A ricostruire vicende e misteri di Bice “Maritza” Carrara sono stati Gian Guido Zurli e Edoardo Fregoso con le loro approfondite ricerche confluite in libri. Ad esempio, hanno scoperto che era spesso citata come donna informata sui fatti sanguinosi della Parma di quegli anni, come nel caso della morte dell’amica Gemma Pagani, ritrovata strangolata. Ma a casa della cartomante avvenivano anche aborti clandestini, perché si avvaleva dell’aiuto del professor Ferruccio Griziotti, che peraltro portò il fascismo a Parma. La collaborazione è frutto di un’ipotesi di Zurli e Fregoso, perché non ci sono prove, però lungo i torrenti di Parma tra il 1935 e 1938 vennero trovati almeno sette neonati e feti legati con uno spago.
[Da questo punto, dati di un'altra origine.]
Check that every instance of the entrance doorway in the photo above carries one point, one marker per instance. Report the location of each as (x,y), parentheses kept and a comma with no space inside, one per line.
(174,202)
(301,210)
Alcuni furono aborti professionalmente indotti, altri nacquero vivi e vennero uccisi subito dopo. Alcuni in stato di decomposizione, altri mummificati. Certo è che il ritrovamento avveniva prima o dopo un trasloco di Bice Carrara, da qui il sospetto e le voci che potesse essersene disfatta proprio a ridosso di questi trasferimenti. Tra le chiacchiere finisce anche la passione per la magia nera: si parlava anche di sacrifici. Si arriva a quei giorni del 1939, quando fu trovato il cadavere di Carmen Bertoni, nota come la Saracca per la sua corporatura striminzita. Dedita alla prostituzione, frequentava la casa di Bice Carrara per fare le pulizie. Scomparve all’improvviso, mentre alla famiglia arrivavano cartoline in cui spiegava di voler voltare pagina con un uomo. Ma quelle cartoline, spiega il Corriere, erano state falsificate da Bice Carrara, visto che il corpo venne trovato dentro a un’intercapedine, dopo il ritrovamento di quello di Rosaria Orsi.

IL MEMORIALE DI BICE CARRARA DAL CARCERE

Per quei due omicidi Bice Carrara finì nel carcere di San Francesco, da dove non uscì più. Lì dentro scrisse un memoriale per descriversi come una vittima, nella speranza forse di sfuggire alla forca. Raccontò così che la morte della figlia adottiva doveva essere un omicidio-suicidio ideato di comune accordo, in quanto la bambina avrebbe capito che non potevano lasciare Parma e raggiungere un vecchio amante a Sud per ricominciare una vita, quindi avrebbe deciso di seguirla in quel gesto estremo. In realtà, riporta il Corriere della Sera citando quanto emerso, la bambina aveva probabilmente visto e sentito troppo, quindi doveva essere messa a tacere. Comunque, Maritza non arrivò mai davanti al giudice, perché il giorno dell’udienza venne trovata impiccata alla grata della sua cella. Ma la dinamica della sua morte fu misteriosa. Di sicuro, portò nella tomba i suoi segreti. Peraltro, dopo la seconda guerra mondiale i suoi atti criminali furono confusi con quelli di un’altra assassina emiliana, più famosa, Leonarda Cianciulli, la nota Saponificatrice di Correggio, protagonista di un’altra storia.